In these oh, so enlightened times, when we’re all told to listen to our hearts, be ourselves, and do whatever it is that fulfills us, choosing to be a housewife is most certainly not one of the options that will catapult you into the first paragraph of the family Christmas letter.
But I recently discovered that this isn’t a new perspective when I came across a letter written to a magazine devoted to farm wives.
In 1933, the wife of a beet farmer living in Idaho (who signed her letter Unknown) wrote that she felt her husband didn’t see the value of her work as a housewife. Her letter didn’t complain about his attitude but instead, she agreed with him when she compared her work to his.
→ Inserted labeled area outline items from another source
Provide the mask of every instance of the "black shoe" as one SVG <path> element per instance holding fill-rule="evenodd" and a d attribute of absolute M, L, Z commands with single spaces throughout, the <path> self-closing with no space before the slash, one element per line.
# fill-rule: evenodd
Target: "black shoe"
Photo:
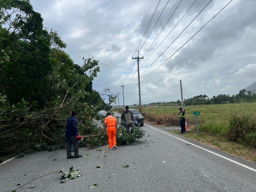
<path fill-rule="evenodd" d="M 82 155 L 78 155 L 77 156 L 75 156 L 74 157 L 75 158 L 79 158 L 79 157 L 82 157 L 83 156 Z"/>

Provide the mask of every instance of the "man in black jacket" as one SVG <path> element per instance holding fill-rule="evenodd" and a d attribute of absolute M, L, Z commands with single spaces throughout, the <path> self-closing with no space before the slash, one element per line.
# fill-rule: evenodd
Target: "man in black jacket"
<path fill-rule="evenodd" d="M 131 129 L 131 132 L 132 133 L 132 128 L 134 126 L 133 122 L 135 121 L 135 119 L 132 113 L 129 110 L 129 106 L 126 106 L 125 107 L 125 109 L 123 112 L 121 116 L 121 121 L 124 121 L 125 125 L 125 129 L 127 132 L 129 132 L 130 127 L 132 127 Z"/>
<path fill-rule="evenodd" d="M 78 141 L 76 140 L 76 136 L 80 134 L 77 130 L 77 120 L 76 119 L 77 113 L 73 111 L 71 113 L 71 116 L 68 120 L 66 128 L 66 145 L 67 146 L 67 156 L 68 159 L 73 157 L 78 158 L 83 156 L 79 155 L 78 149 Z M 72 145 L 74 148 L 74 156 L 71 154 Z"/>

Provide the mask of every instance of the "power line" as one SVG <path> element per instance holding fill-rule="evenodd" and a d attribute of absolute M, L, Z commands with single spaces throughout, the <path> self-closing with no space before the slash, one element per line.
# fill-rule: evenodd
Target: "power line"
<path fill-rule="evenodd" d="M 154 29 L 154 28 L 155 28 L 155 27 L 156 26 L 156 23 L 157 23 L 157 22 L 158 22 L 158 20 L 159 20 L 159 19 L 160 18 L 160 17 L 161 16 L 161 15 L 162 15 L 162 13 L 163 13 L 163 12 L 164 12 L 164 9 L 165 9 L 165 7 L 166 7 L 166 6 L 167 6 L 167 4 L 168 4 L 168 3 L 169 2 L 169 1 L 170 1 L 170 0 L 168 0 L 168 1 L 167 2 L 167 3 L 166 3 L 166 4 L 165 4 L 165 6 L 164 6 L 164 9 L 163 9 L 163 11 L 162 11 L 162 12 L 161 13 L 161 14 L 160 14 L 160 15 L 159 15 L 159 17 L 158 17 L 158 19 L 157 19 L 157 20 L 156 21 L 156 23 L 155 23 L 155 25 L 154 25 L 154 26 L 153 27 L 153 28 L 152 28 L 152 29 L 151 30 L 151 31 L 150 32 L 150 33 L 149 33 L 149 34 L 148 35 L 148 37 L 147 37 L 147 39 L 146 39 L 146 41 L 145 41 L 145 42 L 144 42 L 144 43 L 141 46 L 141 47 L 140 47 L 140 51 L 141 50 L 141 49 L 142 49 L 142 48 L 143 47 L 143 46 L 144 46 L 144 45 L 145 44 L 145 43 L 146 43 L 146 42 L 147 41 L 147 40 L 148 40 L 148 37 L 149 37 L 149 36 L 150 36 L 150 34 L 151 34 L 151 33 L 152 32 L 152 31 L 153 30 L 153 29 Z"/>
<path fill-rule="evenodd" d="M 180 2 L 181 2 L 181 1 L 182 1 L 182 0 L 181 0 L 180 1 L 180 3 L 179 3 L 179 4 L 178 4 L 178 5 L 177 6 L 177 7 L 176 8 L 176 9 L 175 9 L 175 10 L 174 10 L 174 11 L 173 12 L 173 13 L 172 13 L 172 15 L 171 16 L 171 17 L 170 17 L 170 18 L 169 18 L 169 19 L 167 21 L 167 22 L 166 22 L 166 23 L 164 25 L 164 27 L 163 27 L 163 28 L 162 29 L 162 30 L 161 30 L 161 31 L 160 31 L 160 32 L 159 33 L 159 34 L 158 34 L 158 35 L 157 36 L 157 37 L 156 37 L 156 39 L 155 39 L 155 40 L 153 42 L 153 43 L 152 43 L 152 44 L 151 44 L 151 45 L 150 45 L 150 47 L 149 47 L 148 48 L 148 50 L 147 50 L 147 51 L 146 52 L 147 52 L 148 51 L 148 50 L 149 50 L 149 49 L 150 48 L 150 47 L 151 47 L 151 46 L 154 43 L 154 42 L 155 42 L 155 41 L 156 41 L 156 39 L 157 38 L 157 37 L 158 37 L 158 36 L 159 36 L 159 35 L 160 35 L 160 33 L 161 33 L 161 32 L 164 29 L 164 27 L 165 27 L 165 26 L 166 25 L 166 24 L 167 24 L 167 23 L 169 21 L 169 20 L 170 20 L 170 19 L 171 19 L 171 17 L 172 17 L 172 15 L 173 14 L 173 13 L 175 11 L 175 10 L 176 10 L 176 9 L 177 9 L 177 8 L 178 8 L 178 6 L 179 6 L 179 4 L 180 4 Z M 140 66 L 140 67 L 141 67 L 141 66 L 142 66 L 143 65 L 143 64 L 144 64 L 144 63 L 145 63 L 145 62 L 146 62 L 147 61 L 147 60 L 148 60 L 148 59 L 149 59 L 149 58 L 150 58 L 150 57 L 151 56 L 151 55 L 152 55 L 153 54 L 153 53 L 154 52 L 155 52 L 155 51 L 156 51 L 156 50 L 157 50 L 157 49 L 159 47 L 159 46 L 160 46 L 160 45 L 161 45 L 161 44 L 162 44 L 162 43 L 163 43 L 163 42 L 164 42 L 164 40 L 165 39 L 166 39 L 166 38 L 167 37 L 167 36 L 169 36 L 169 35 L 170 34 L 170 33 L 171 33 L 172 32 L 172 30 L 173 30 L 173 29 L 174 29 L 174 28 L 175 28 L 175 27 L 176 27 L 176 26 L 177 25 L 178 25 L 178 24 L 179 23 L 179 22 L 180 22 L 180 20 L 181 20 L 181 19 L 182 19 L 182 18 L 183 18 L 183 17 L 184 17 L 184 16 L 185 15 L 186 15 L 186 13 L 187 13 L 188 12 L 188 11 L 189 10 L 189 9 L 190 9 L 190 8 L 191 8 L 191 7 L 192 7 L 192 6 L 193 5 L 194 5 L 194 4 L 195 4 L 195 3 L 196 2 L 196 0 L 195 0 L 195 1 L 194 2 L 194 3 L 193 3 L 192 4 L 192 5 L 191 5 L 190 6 L 190 7 L 189 7 L 189 8 L 188 8 L 188 10 L 187 11 L 186 11 L 186 12 L 185 12 L 185 13 L 184 14 L 183 14 L 183 16 L 182 16 L 182 17 L 181 17 L 181 18 L 180 19 L 180 20 L 179 20 L 179 21 L 178 22 L 177 22 L 177 23 L 176 24 L 176 25 L 175 25 L 174 26 L 174 27 L 173 27 L 172 28 L 172 30 L 171 30 L 171 31 L 170 32 L 169 32 L 169 34 L 168 34 L 168 35 L 167 35 L 166 36 L 166 37 L 165 37 L 164 38 L 164 39 L 163 40 L 163 41 L 162 41 L 162 42 L 161 42 L 161 43 L 160 43 L 160 44 L 159 44 L 159 45 L 158 45 L 158 46 L 157 46 L 157 47 L 156 47 L 156 49 L 155 50 L 154 50 L 154 51 L 153 51 L 153 52 L 152 52 L 152 53 L 151 53 L 151 54 L 150 54 L 150 55 L 148 57 L 148 58 L 147 58 L 147 59 L 146 60 L 146 61 L 144 61 L 144 62 L 143 63 L 142 63 L 142 65 L 141 65 Z M 146 52 L 145 53 L 145 54 L 144 54 L 144 55 L 145 55 L 145 54 L 146 53 Z M 143 56 L 144 56 L 144 55 L 143 55 Z M 132 77 L 133 77 L 133 76 L 134 76 L 134 75 L 135 74 L 135 73 L 136 72 L 136 71 L 134 71 L 134 73 L 133 73 L 133 75 L 132 75 L 132 78 L 131 78 L 131 79 L 130 79 L 130 80 L 129 80 L 129 82 L 128 82 L 128 83 L 127 84 L 126 84 L 126 85 L 127 85 L 128 84 L 129 84 L 129 83 L 131 81 L 131 80 L 132 80 Z M 141 75 L 142 75 L 142 74 L 143 74 L 144 73 L 144 72 L 143 72 L 143 73 L 142 73 L 142 74 Z M 132 86 L 133 86 L 133 85 L 134 84 L 135 84 L 135 83 L 136 83 L 136 80 L 137 80 L 137 79 L 136 79 L 136 80 L 135 80 L 134 81 L 134 82 L 133 82 L 133 83 L 132 84 L 132 85 L 130 87 L 132 87 Z M 128 87 L 127 87 L 127 88 L 128 88 Z M 130 88 L 129 88 L 129 89 L 128 89 L 128 90 L 129 91 L 129 89 L 130 89 Z"/>
<path fill-rule="evenodd" d="M 157 49 L 159 47 L 159 46 L 161 45 L 161 44 L 162 44 L 162 43 L 163 43 L 163 42 L 164 42 L 164 40 L 165 40 L 165 39 L 166 39 L 167 38 L 167 37 L 168 37 L 169 36 L 169 35 L 171 33 L 172 31 L 172 30 L 173 30 L 174 28 L 175 28 L 175 27 L 176 27 L 176 26 L 177 25 L 178 25 L 178 23 L 179 23 L 180 22 L 180 20 L 181 20 L 181 19 L 182 19 L 182 18 L 183 18 L 183 17 L 184 17 L 184 16 L 185 16 L 185 15 L 186 15 L 187 14 L 187 13 L 188 12 L 188 11 L 189 10 L 189 9 L 190 9 L 190 8 L 191 8 L 191 7 L 193 5 L 194 5 L 194 4 L 195 4 L 195 3 L 196 2 L 196 0 L 195 0 L 195 1 L 193 3 L 193 4 L 191 5 L 191 6 L 189 7 L 189 8 L 188 8 L 188 9 L 185 12 L 185 13 L 183 15 L 183 16 L 182 17 L 181 17 L 180 18 L 180 20 L 177 22 L 177 23 L 172 28 L 172 30 L 171 30 L 171 31 L 169 32 L 169 33 L 166 36 L 165 36 L 165 37 L 164 37 L 164 39 L 163 40 L 163 41 L 162 41 L 162 42 L 161 42 L 161 43 L 160 43 L 160 44 L 159 44 L 159 45 L 158 45 L 158 46 L 157 46 L 157 47 L 156 47 L 156 49 L 155 50 L 154 50 L 154 51 L 152 52 L 152 53 L 151 53 L 150 55 L 149 55 L 149 57 L 148 57 L 148 58 L 142 64 L 142 65 L 141 65 L 141 66 L 140 66 L 141 67 L 142 66 L 142 65 L 143 65 L 148 60 L 148 59 L 149 59 L 149 58 L 151 56 L 151 55 L 152 55 L 153 54 L 153 53 L 154 53 L 157 50 Z M 168 20 L 168 21 L 169 21 L 169 20 Z M 167 22 L 168 22 L 168 21 L 167 21 Z M 160 33 L 159 33 L 159 34 L 160 34 Z M 156 40 L 156 39 L 155 39 L 155 40 Z M 151 44 L 151 45 L 152 45 Z M 149 49 L 150 48 L 150 47 L 149 47 L 148 48 L 148 49 Z M 147 52 L 147 52 L 148 51 L 148 50 L 147 50 Z M 144 54 L 144 55 L 145 55 L 145 54 Z M 143 56 L 144 56 L 144 55 L 143 55 Z M 142 74 L 143 74 L 143 73 L 142 73 Z M 141 74 L 141 75 L 142 75 L 142 74 Z"/>
<path fill-rule="evenodd" d="M 144 32 L 144 34 L 143 34 L 143 36 L 142 36 L 142 38 L 141 38 L 141 39 L 140 40 L 140 43 L 139 44 L 139 45 L 138 45 L 138 47 L 137 47 L 137 48 L 136 48 L 136 51 L 135 51 L 135 52 L 134 52 L 134 53 L 133 53 L 133 54 L 132 55 L 133 57 L 133 56 L 134 56 L 134 54 L 135 54 L 135 53 L 137 51 L 137 50 L 138 49 L 138 47 L 139 47 L 139 46 L 140 46 L 140 43 L 141 42 L 141 41 L 142 41 L 142 39 L 143 39 L 143 38 L 144 37 L 144 36 L 145 35 L 145 34 L 146 34 L 146 32 L 147 30 L 148 30 L 148 26 L 149 26 L 149 24 L 150 24 L 150 22 L 151 22 L 151 21 L 152 20 L 152 19 L 153 19 L 153 18 L 154 17 L 154 15 L 155 15 L 155 13 L 156 13 L 156 10 L 157 10 L 157 7 L 158 7 L 158 6 L 159 5 L 159 4 L 160 3 L 160 2 L 161 1 L 161 0 L 159 0 L 159 1 L 158 2 L 158 3 L 157 4 L 157 5 L 156 5 L 156 9 L 155 10 L 155 11 L 153 13 L 153 15 L 152 15 L 152 17 L 151 18 L 151 19 L 150 19 L 150 21 L 149 21 L 149 23 L 148 23 L 148 27 L 147 27 L 147 28 L 146 29 L 146 30 L 145 30 L 145 32 Z M 124 79 L 125 79 L 125 80 L 124 81 L 124 82 L 125 82 L 125 81 L 127 79 L 127 78 L 128 77 L 128 76 L 130 74 L 130 73 L 131 72 L 131 71 L 132 70 L 132 66 L 133 66 L 133 64 L 134 63 L 134 60 L 133 60 L 133 63 L 132 63 L 132 66 L 131 68 L 131 69 L 130 70 L 130 71 L 129 72 L 129 73 L 128 74 L 128 75 L 127 75 L 127 73 L 128 73 L 128 71 L 129 70 L 129 69 L 130 68 L 130 66 L 131 66 L 131 64 L 132 63 L 132 59 L 131 60 L 131 62 L 130 62 L 130 65 L 129 65 L 129 67 L 128 68 L 128 69 L 127 69 L 127 71 L 126 72 L 126 74 L 125 75 L 125 76 L 124 77 Z"/>
<path fill-rule="evenodd" d="M 172 43 L 171 43 L 170 44 L 170 45 L 169 46 L 168 46 L 168 47 L 167 47 L 167 48 L 166 48 L 165 49 L 165 50 L 164 51 L 164 52 L 163 52 L 162 53 L 161 53 L 161 54 L 158 56 L 158 57 L 157 57 L 156 58 L 156 59 L 155 60 L 155 61 L 154 62 L 153 62 L 153 63 L 152 63 L 151 65 L 150 65 L 150 66 L 148 67 L 148 68 L 146 70 L 145 70 L 143 73 L 142 73 L 142 74 L 141 74 L 141 75 L 143 75 L 143 74 L 144 74 L 145 73 L 145 72 L 146 72 L 148 70 L 148 69 L 150 67 L 151 67 L 152 66 L 152 65 L 153 64 L 154 64 L 156 61 L 156 60 L 157 60 L 158 59 L 159 59 L 159 58 L 161 56 L 161 55 L 162 55 L 165 52 L 165 51 L 166 51 L 166 50 L 167 50 L 167 49 L 169 47 L 170 47 L 170 46 L 171 46 L 171 45 L 173 43 L 173 42 L 174 42 L 177 39 L 178 39 L 178 37 L 179 37 L 182 34 L 182 33 L 183 33 L 183 32 L 184 32 L 184 31 L 187 28 L 189 25 L 190 25 L 190 24 L 191 24 L 191 23 L 192 23 L 192 22 L 193 22 L 195 19 L 196 19 L 198 16 L 200 14 L 200 13 L 201 13 L 201 12 L 204 10 L 204 9 L 205 8 L 205 7 L 206 7 L 210 3 L 211 3 L 211 2 L 212 0 L 211 0 L 207 4 L 204 6 L 204 7 L 203 9 L 202 9 L 201 10 L 201 11 L 200 12 L 199 12 L 199 13 L 198 14 L 197 14 L 197 15 L 196 16 L 196 17 L 193 19 L 193 20 L 192 20 L 191 21 L 191 22 L 190 22 L 189 23 L 189 24 L 188 24 L 188 25 L 187 26 L 186 28 L 185 28 L 183 30 L 182 30 L 182 31 L 181 31 L 181 32 L 180 34 L 177 36 L 177 37 L 176 37 L 174 40 L 173 40 L 173 41 L 172 41 Z"/>
<path fill-rule="evenodd" d="M 155 72 L 157 69 L 158 69 L 160 67 L 161 67 L 162 65 L 163 65 L 164 63 L 165 63 L 167 60 L 168 60 L 170 59 L 172 57 L 175 53 L 177 52 L 180 49 L 181 49 L 183 46 L 185 45 L 188 41 L 189 41 L 192 38 L 193 38 L 199 32 L 201 31 L 202 29 L 203 29 L 204 28 L 208 23 L 209 23 L 212 20 L 213 18 L 214 18 L 217 15 L 218 15 L 221 11 L 222 11 L 224 9 L 226 8 L 231 2 L 232 2 L 233 0 L 231 0 L 223 8 L 222 8 L 220 11 L 219 11 L 215 15 L 214 15 L 213 17 L 212 17 L 211 19 L 207 23 L 206 23 L 204 26 L 203 26 L 194 35 L 191 37 L 190 37 L 188 41 L 186 42 L 184 44 L 182 45 L 180 47 L 180 48 L 179 48 L 176 51 L 175 51 L 172 55 L 169 58 L 168 58 L 167 59 L 166 59 L 163 63 L 162 63 L 160 66 L 159 66 L 157 68 L 156 68 L 156 69 L 155 69 L 154 71 L 152 72 L 151 73 L 150 73 L 148 76 L 146 78 L 144 79 L 143 80 L 141 81 L 140 82 L 140 83 L 143 81 L 144 80 L 145 80 L 146 79 L 148 78 L 149 76 L 151 75 L 153 73 L 154 73 Z M 209 2 L 210 3 L 210 2 Z M 209 3 L 208 3 L 209 4 Z M 135 87 L 136 87 L 137 85 L 135 87 L 133 87 L 132 88 L 132 89 L 131 90 L 130 92 L 127 93 L 127 94 L 128 93 L 130 92 L 131 92 L 132 91 Z"/>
She wrote that “measured by the things he does, my work is really ‘nothing.’ On him depends the food for the family, yes, I might as well say for the world. “ So what was her work, the work she considered “nothing”?
2 preschool-aged sons
100 baby chicks to raise
bread to bake
ironing to finish
dishes to wash
other things “too numerous to mention”
She raised the chickens as a little side business but noted that it brought in only a fraction of the household income. Her conclusion was to find comfort in “a ray of hope” that if nothing else, women are “the mothers of men, who in turn will raise big crops that will sell for big checks.”
What a dismal perspective. For Mrs. Unknown, it all came back to the dollar sign. Is it any different today? Actually, I think it’s worse. Young mothers trying to raise little humans into productive adults, not to mention working to provide a clean house, healthy meals, and all the rest hang their heads because their work doesn’t come with the status of a paycheck.
It’s curious, isn’t it, that society values work more when there is income attached to it? We can mop a floor, toss french fries in a fryer, or organize a craft project for a group of children in our own homes yet we’re still “just homemakers.” But we’ve been led to believe that when we do nearly the same work away from home for a paycheck, it matters more.
If you measure quality of life by money alone, yes, a housewife’s worth is minimal. And if money is the measure of quality, well, Heaven help us all!
Maybe we haven’t come a long way after all, baby.